Les sujets qui font débat ne manquent pas, mais lorsque la conversation porte sur le VIH  /SIDA  , les membres de l’association sont unanimes.

Tous soulignent que la stigmatisation qui entoure le VIH  /SIDA   est plus forte dans le nord du pays, à majorité musulmane, que dans le sud, animiste et chrétien.

« Pour les musulmans, avoir des relations sexuelles en dehors du mariage revient à commettre un péché », a expliqué un vieil, qui a requis l’anonymat par crainte de perdre son emploi.

« Les musulmans affirment que le sida   n’existe pas dans le nord, et qu’il existe uniquement dans le sud », a ajouté Badr El Din, un musulman d’âge mûr, le regard caché derrière des lunettes noires.

L’association a vu le jour en 2000, alors qu’une vaste campagne de sensibilisation au VIH  /SIDA   menée en Afrique de l’Est a contraint le gouvernement soudanais à finalement reconnaître la menace croissante que représente le VIH  .

Selon les estimations du Programme commun des Nations unies sur le VIH  /SIDA   (Onusida  ), en 2003, le taux de prévalence du VIH  /SIDA   parmi la population adulte soudanaise s’établissait à 1,6 pour cent.

Quelque 320 000 personnes âgées entre 15 et 49 ans étaient porteuses du virus et 34 000 autres avaient succombé à des maladies liées au sida  .

Bien que des informations sur le VIH  /SIDA   soient disponibles au sein des écoles et diffusées par les media, les personnes séropositives souffrent toujours autant de stigmatisation.

« Mon épouse m’a quitté », a confié Faisal Hassan Mohamed. « Je lui faisait peur », a-t-il poursuivi après une longue pause.

Faisal Hassan Mohamed est pratiquement sûr que c’est l’une de ses anciennes amies d’Erythrée qui lui a transmis le virus. Mais la plupart des membres de l’association préfèrent éviter de parler de la manière dont ils ont contracté le virus et rares sont ceux qui avouent avoir été contaminés par voie sexuelle.

Sabir Ibrahim, un jeune homme de 28 ans, a confié qu’il avait certainement contracté le virus alors qu’il servait l’armée soudanaise. Il a également reconnu avoir eu des relations sexuelles en dehors du mariage.

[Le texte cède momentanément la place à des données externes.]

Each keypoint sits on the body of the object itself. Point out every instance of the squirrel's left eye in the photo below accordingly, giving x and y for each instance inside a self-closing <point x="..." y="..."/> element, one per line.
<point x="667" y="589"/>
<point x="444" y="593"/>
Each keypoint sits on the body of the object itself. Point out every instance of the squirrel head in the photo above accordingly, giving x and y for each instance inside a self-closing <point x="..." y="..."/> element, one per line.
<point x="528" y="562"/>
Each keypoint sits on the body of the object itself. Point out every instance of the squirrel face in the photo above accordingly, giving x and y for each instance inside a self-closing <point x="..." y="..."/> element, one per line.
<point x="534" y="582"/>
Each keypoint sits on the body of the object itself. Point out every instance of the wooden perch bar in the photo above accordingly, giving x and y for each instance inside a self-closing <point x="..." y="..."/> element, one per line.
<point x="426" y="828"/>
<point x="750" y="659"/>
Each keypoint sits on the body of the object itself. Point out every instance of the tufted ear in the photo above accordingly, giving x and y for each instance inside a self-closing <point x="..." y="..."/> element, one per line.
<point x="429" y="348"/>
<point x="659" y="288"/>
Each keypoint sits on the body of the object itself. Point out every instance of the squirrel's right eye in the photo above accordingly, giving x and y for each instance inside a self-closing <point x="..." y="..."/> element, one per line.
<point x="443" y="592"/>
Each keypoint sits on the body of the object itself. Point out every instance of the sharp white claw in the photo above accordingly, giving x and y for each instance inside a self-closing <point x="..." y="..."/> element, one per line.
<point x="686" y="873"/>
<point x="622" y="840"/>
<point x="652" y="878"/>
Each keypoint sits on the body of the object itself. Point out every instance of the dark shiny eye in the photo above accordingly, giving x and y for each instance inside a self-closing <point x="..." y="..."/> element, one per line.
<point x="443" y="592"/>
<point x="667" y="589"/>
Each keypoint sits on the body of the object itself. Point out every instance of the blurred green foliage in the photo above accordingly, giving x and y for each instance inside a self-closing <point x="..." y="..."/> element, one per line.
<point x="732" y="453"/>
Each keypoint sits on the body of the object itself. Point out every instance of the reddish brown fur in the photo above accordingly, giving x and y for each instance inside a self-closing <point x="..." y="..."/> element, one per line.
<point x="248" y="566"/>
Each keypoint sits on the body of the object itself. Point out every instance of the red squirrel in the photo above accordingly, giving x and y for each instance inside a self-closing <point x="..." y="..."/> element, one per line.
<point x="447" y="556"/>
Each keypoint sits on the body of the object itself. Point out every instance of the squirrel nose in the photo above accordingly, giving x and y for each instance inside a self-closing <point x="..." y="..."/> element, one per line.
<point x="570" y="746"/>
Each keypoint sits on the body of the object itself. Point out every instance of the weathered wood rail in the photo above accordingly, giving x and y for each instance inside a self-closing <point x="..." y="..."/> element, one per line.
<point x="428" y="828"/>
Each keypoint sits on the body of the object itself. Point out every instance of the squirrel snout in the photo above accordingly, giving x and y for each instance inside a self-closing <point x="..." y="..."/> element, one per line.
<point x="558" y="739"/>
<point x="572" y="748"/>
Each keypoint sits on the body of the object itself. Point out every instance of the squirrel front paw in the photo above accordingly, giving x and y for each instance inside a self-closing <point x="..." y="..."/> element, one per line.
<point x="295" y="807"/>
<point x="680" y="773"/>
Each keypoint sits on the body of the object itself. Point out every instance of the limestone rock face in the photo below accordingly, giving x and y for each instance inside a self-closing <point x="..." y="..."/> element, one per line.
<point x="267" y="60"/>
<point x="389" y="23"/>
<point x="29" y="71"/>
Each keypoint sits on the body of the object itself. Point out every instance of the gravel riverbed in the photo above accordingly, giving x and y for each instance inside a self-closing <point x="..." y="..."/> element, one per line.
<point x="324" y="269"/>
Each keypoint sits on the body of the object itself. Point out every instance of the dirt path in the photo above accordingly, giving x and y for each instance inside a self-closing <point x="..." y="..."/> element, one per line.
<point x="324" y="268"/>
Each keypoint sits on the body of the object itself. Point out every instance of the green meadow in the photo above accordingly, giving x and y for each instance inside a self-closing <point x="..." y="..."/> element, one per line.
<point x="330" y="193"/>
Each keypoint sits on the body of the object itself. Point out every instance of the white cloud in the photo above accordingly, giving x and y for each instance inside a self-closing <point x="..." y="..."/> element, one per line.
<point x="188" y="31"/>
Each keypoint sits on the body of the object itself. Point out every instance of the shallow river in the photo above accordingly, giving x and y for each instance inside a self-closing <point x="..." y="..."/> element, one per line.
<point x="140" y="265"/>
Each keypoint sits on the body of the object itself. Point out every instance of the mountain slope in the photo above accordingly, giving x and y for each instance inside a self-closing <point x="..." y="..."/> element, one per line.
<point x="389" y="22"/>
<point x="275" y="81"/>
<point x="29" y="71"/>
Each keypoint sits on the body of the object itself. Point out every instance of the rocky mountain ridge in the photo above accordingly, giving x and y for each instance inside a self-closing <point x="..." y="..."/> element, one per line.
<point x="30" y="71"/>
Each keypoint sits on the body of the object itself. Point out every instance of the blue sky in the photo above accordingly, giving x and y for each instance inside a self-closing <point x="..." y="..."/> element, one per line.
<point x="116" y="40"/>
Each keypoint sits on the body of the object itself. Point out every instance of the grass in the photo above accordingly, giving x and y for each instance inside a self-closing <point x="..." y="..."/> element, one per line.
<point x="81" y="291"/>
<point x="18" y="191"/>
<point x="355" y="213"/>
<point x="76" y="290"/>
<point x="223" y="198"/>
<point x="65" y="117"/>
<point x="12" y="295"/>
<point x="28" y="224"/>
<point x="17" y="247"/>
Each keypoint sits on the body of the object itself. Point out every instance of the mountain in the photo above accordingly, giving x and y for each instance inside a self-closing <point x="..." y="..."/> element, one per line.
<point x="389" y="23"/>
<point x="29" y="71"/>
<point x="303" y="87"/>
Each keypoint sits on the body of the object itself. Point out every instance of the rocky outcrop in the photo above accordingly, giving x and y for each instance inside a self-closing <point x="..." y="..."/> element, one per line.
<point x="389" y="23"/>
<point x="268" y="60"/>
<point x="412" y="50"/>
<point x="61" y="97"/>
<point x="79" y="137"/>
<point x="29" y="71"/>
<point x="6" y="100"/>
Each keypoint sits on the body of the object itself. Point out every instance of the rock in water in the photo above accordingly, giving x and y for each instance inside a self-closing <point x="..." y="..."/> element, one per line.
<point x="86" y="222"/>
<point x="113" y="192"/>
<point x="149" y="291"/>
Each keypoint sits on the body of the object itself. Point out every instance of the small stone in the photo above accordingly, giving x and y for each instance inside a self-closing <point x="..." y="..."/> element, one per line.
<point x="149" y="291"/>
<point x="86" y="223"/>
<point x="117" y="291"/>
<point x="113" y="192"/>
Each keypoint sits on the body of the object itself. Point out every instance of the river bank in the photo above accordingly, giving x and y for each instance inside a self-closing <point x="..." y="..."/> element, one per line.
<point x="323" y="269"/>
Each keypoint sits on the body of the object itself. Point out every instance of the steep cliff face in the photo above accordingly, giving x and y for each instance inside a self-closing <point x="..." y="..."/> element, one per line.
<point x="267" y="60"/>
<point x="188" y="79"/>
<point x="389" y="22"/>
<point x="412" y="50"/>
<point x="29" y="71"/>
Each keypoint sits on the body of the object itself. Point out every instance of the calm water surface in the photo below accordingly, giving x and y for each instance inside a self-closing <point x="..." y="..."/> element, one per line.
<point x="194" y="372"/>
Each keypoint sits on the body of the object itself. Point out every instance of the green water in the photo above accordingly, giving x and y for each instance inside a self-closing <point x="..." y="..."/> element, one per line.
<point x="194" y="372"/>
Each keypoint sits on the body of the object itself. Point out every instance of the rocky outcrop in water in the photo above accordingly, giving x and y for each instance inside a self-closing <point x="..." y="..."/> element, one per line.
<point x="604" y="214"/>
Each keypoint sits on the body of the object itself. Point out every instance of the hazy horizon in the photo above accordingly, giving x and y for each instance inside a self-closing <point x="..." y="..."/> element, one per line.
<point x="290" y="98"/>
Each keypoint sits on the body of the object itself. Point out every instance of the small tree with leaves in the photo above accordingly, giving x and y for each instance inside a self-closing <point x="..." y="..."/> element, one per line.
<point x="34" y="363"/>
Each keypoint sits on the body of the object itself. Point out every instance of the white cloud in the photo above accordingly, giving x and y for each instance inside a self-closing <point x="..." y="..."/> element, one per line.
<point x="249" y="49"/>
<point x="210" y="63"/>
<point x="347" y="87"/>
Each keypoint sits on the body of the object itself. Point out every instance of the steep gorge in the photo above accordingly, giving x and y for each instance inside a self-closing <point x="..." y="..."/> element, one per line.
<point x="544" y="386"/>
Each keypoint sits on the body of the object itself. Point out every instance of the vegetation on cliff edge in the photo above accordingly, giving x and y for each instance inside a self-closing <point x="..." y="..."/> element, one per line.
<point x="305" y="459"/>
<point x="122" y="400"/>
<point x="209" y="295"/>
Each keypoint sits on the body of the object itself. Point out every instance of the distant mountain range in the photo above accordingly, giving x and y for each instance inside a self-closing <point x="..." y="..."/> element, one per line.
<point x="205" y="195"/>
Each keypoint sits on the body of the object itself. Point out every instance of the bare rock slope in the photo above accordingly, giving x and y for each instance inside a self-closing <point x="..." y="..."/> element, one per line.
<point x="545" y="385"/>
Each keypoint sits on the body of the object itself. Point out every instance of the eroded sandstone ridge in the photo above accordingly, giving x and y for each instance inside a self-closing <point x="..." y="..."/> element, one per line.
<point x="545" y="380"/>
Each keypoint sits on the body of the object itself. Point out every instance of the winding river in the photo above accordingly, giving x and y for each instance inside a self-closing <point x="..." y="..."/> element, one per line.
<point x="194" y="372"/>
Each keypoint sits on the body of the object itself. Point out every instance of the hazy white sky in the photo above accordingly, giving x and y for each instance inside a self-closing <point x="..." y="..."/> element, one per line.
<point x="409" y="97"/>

Sa femme, âgée de 18 ans, est elle aussi séropositive. Par crainte de ne plus jamais retrouver un emploi, Sabir Ibrahim préfère mentir sur la façon dont il a été contaminé.

Les autres membres de l’association vivent des expériences semblables. En effet, alors que tous travaillaient avant d’apprendre leur séropositivité, rares sont ceux qui aujourd’hui ont un emploi.

Florence travaillait à l’université quand elle a subi un test de dépistage du sida   et a été « licenciée » trois mois plus tard. Elle a été contaminée par son mari qui a eu des rapports sexuels avec une autre femme.

A Khartoum, la stigmatisation qui entoure le VIH  /SIDA   est si forte que les personnes contaminées se tournent rarement vers les autres pour partager leurs inquiétudes. Toutes vivent dans la crainte d’être jugées par les personnes séronégatives.

Bikela Khair, un réfugié éthiopien, vit au Soudan depuis 1981. Il a perdu son travail comme chauffeur après être tombé malade, et il a affirmé ne pas avoir peur de la mort, car « avec ou sans le sida  , tout le monde mourra un jour ».

Pour Bikela Khair, il y a quelque chose de bien plus effrayant que la mort. « Si je révèle à mon entourage que je suis séropositif, demain plus personne ne me dira bonjour », a-t-il dit.